Yoga is a science of harmonizing energy, a science of clearing the mind, a science of balancing the body. And when yoga follows the principles of anatomy, kinesiology and biomechanics… it is a truly amazing experience.

Think back to the 80’s, when everyone worked out to Jane Fonda. Remember the leg warmers and headbands, working and sweat’n it out? We were motivated by ” no pain, no gain” and other expressions like “make it burn”, “push harder, further”, and “you can do more”. It became part of the cultural mindset of the workout world. Subtle brainwashing that ultimately resulted in a lot of aches, pains, strains, and tears.

Enter the 90’s, when we were looking for something less taxing on our bodies, more mind/body with less pounding and pushing. Yoga became mainstream, but the cultural mindset didn’t change. Gym Yoga and yoga “boot camps” became popular and turned westernized yoga into a “work-out” instead of a “work-in”.

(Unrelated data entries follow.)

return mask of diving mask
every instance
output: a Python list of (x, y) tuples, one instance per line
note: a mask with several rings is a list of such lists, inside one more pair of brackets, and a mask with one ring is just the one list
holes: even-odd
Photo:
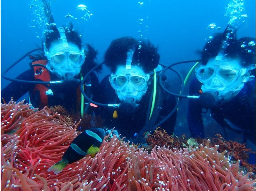
[(245, 74), (248, 71), (247, 68), (237, 65), (237, 62), (236, 61), (228, 62), (226, 60), (223, 60), (221, 56), (217, 56), (213, 62), (210, 60), (206, 65), (196, 69), (196, 78), (204, 83), (217, 78), (222, 85), (232, 84), (239, 76)]
[(85, 59), (84, 49), (79, 50), (74, 43), (68, 44), (65, 35), (65, 29), (61, 27), (58, 29), (60, 35), (61, 43), (53, 43), (49, 50), (44, 45), (44, 52), (49, 63), (47, 69), (60, 78), (71, 79), (80, 73)]

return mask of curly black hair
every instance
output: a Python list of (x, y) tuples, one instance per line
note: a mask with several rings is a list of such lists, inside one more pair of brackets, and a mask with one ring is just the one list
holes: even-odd
[(157, 47), (148, 40), (140, 42), (132, 37), (126, 36), (112, 41), (105, 53), (105, 64), (112, 72), (116, 71), (118, 65), (126, 64), (127, 52), (130, 50), (134, 51), (132, 65), (142, 66), (146, 73), (157, 66), (160, 58)]
[(232, 37), (227, 40), (228, 33), (230, 32), (229, 27), (228, 26), (223, 33), (215, 34), (204, 45), (201, 55), (203, 64), (206, 64), (210, 58), (218, 55), (224, 41), (227, 41), (227, 45), (224, 50), (225, 57), (240, 59), (243, 66), (255, 64), (255, 39), (245, 37), (237, 40), (236, 34), (237, 30), (235, 30)]

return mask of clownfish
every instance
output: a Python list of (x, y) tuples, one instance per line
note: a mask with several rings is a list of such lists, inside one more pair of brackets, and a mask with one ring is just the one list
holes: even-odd
[(94, 157), (100, 151), (105, 131), (101, 128), (92, 128), (81, 133), (73, 140), (62, 157), (61, 160), (50, 167), (47, 171), (60, 173), (68, 164), (80, 160), (87, 155)]

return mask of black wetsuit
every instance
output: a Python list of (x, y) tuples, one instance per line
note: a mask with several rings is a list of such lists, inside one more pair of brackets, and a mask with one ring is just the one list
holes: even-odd
[[(196, 78), (193, 79), (189, 87), (189, 95), (200, 95), (199, 90), (201, 86), (202, 83)], [(255, 80), (248, 82), (230, 101), (211, 110), (212, 117), (224, 128), (224, 132), (225, 128), (231, 129), (228, 124), (230, 122), (243, 131), (239, 132), (232, 129), (234, 131), (244, 135), (244, 142), (247, 138), (254, 144), (255, 142)], [(189, 100), (188, 122), (191, 136), (193, 137), (198, 136), (204, 137), (202, 116), (203, 109), (197, 100)]]
[[(55, 75), (50, 72), (50, 74), (51, 81), (60, 80)], [(31, 68), (20, 74), (16, 79), (35, 81), (34, 76), (34, 70)], [(91, 93), (93, 95), (97, 95), (100, 85), (98, 78), (94, 73), (91, 73), (87, 79), (89, 78), (91, 78), (90, 80), (92, 84)], [(87, 81), (87, 79), (86, 81)], [(1, 90), (1, 96), (6, 102), (9, 102), (12, 97), (13, 97), (14, 100), (16, 101), (28, 92), (31, 103), (34, 107), (38, 107), (40, 102), (39, 94), (39, 92), (38, 93), (33, 92), (35, 85), (34, 84), (12, 81)], [(48, 105), (51, 106), (60, 105), (69, 111), (76, 111), (77, 91), (79, 87), (80, 83), (51, 84), (50, 89), (52, 90), (53, 95), (48, 96)], [(26, 99), (26, 101), (27, 103), (28, 102), (28, 99)], [(3, 103), (2, 100), (1, 103)]]
[[(100, 84), (100, 103), (119, 103), (120, 101), (109, 81), (109, 76), (107, 76), (102, 80)], [(105, 120), (106, 124), (109, 128), (115, 127), (115, 130), (117, 131), (119, 134), (127, 138), (133, 138), (135, 133), (138, 133), (145, 126), (147, 116), (150, 111), (152, 92), (153, 91), (153, 83), (149, 86), (146, 94), (143, 96), (140, 101), (138, 103), (140, 105), (135, 112), (132, 113), (127, 114), (123, 112), (120, 108), (100, 107), (98, 110), (97, 114), (100, 115)], [(159, 86), (157, 83), (157, 92), (159, 90)], [(161, 91), (162, 91), (161, 90)], [(156, 96), (156, 103), (159, 98)], [(164, 118), (175, 106), (176, 100), (174, 97), (169, 94), (163, 93), (163, 104), (157, 119), (156, 123), (159, 123)], [(148, 107), (150, 107), (149, 109)], [(115, 110), (117, 112), (118, 117), (114, 118), (113, 115)], [(149, 114), (149, 113), (148, 113)], [(161, 125), (161, 128), (165, 129), (169, 134), (173, 132), (176, 121), (177, 112)], [(155, 125), (156, 124), (154, 124)], [(153, 131), (155, 129), (152, 129)]]

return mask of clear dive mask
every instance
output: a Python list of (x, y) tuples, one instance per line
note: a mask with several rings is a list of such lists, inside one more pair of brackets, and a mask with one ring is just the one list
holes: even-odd
[[(82, 48), (80, 50), (74, 43), (68, 44), (63, 27), (58, 29), (62, 43), (53, 43), (49, 50), (44, 44), (44, 53), (49, 61), (46, 67), (59, 77), (69, 80), (79, 73), (84, 61), (85, 54)], [(71, 76), (73, 77), (70, 77)]]
[(48, 54), (47, 58), (53, 67), (56, 68), (60, 68), (65, 65), (80, 67), (84, 64), (85, 58), (84, 53), (82, 52), (83, 50), (55, 52)]
[(109, 81), (111, 86), (117, 91), (122, 91), (125, 87), (130, 86), (135, 90), (144, 90), (147, 85), (149, 74), (142, 75), (131, 73), (111, 75)]

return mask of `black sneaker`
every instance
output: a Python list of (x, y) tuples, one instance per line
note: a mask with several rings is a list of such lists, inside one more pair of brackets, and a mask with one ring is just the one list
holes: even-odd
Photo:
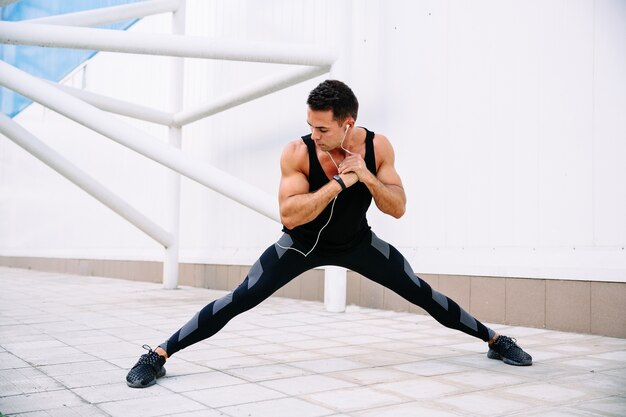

2012 – The time has come to let go of Jane. (thank you Susi Hately!) Letting go of Jane means working within your own potential, your own strength, in a pain-free, pure range of motion. It’s about listening to and honoring your body to find your edge. Yoga isn’t about pushing it as far as you can, over-acheiving to be the best. It’s about doing what’s best to feed and fuel yourself, to optimize how your body functions so that whether your a runner, biker, golfer, tennis player, whatever you love– you can do it longer, without pain and with less risk of injury.